Secondly, we need to adopt a new philosophy in the treatment of patients, especially those with autoimmune diseases. Medicine needs to become more personalized. Every individual is different and has diverse needs that can be met with the numerous clinical research tools we have available today. No more one size fits all. No more throwing antibiotics at it, no more “when in doubt, debilitate the immune system!” What we need is Precision Medicine. Personalized treatment that realizes these conditions are multifactorial and benefit most from a versatile, combination approach. Using research data such as massive scale health informatics, genomic information, pharmaceutics/nutraceutics, and microbiome assessment, we should be able to tailor a treatment plan to each and every patient. Crohn’s Disease, with its particular combination of microbial, genetic, and environmental factors, is the perfect testing ground for the precision medicine approach. This is so much the case that the Crohn’s and Colitis Foundation of America (CCFA) has started a program called IBD Plexus, which is working to help make the use of precision medicine in IBD a reality. Putting efforts towards the creation of initiatives that support this sort of medical methodology and the research needed to make it happen must become a priority.
Now its getting late, and I am a bit tired of rambling, but I have a few more things to say. To all the people reading this, normally healthy or not, please do everything you can to live by example and make healthy decisions for you and the future of our people. Hell, if anything, do it for your kids, your grandkids. We can only change as a group.

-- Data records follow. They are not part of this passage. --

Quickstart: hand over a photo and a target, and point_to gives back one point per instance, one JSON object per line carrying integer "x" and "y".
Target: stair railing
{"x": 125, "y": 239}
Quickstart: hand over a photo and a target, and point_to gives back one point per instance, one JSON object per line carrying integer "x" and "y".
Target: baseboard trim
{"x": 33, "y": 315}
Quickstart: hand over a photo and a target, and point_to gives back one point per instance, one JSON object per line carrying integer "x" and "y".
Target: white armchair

Every day since I was 16, I have had to take between 6-10 pills just to keep myself in some semblance of well being. I still feel awful much of the time. Like many Crohn’s patients, I wear a smile that has been perfected to hide the pain I feel oh so often. Still, that is not the worst thing. What is truly disheartening is that with the rate society is going, my plight could become that of the majority. That my friends, is the hardest pill to swallow.
And to all my fellow IBDers who made themselves #IBDvisible this week, and to all who suffer from autoimmune conditions:
Never give up. Get angry, but don’t give in to it. Use it. Be angry about what has happened to you and fight every single god damned day to make a difference. Fight to make sure no one HAS to ever understand how you feel. Fight because you feel that wretched growl in your bowel and you want to shut it up. Get up every day and dig through the blood, the crud, the pain and the shame and come out the other side a stronger person. You are not broken. You are not worse than anyone else. You are visbible.
This was very enlightening, Chase. I never really had a grasp of what you dealt with on a daily basis. Your explanation helps me appreciate your efforts that much more. Keep fighting brother.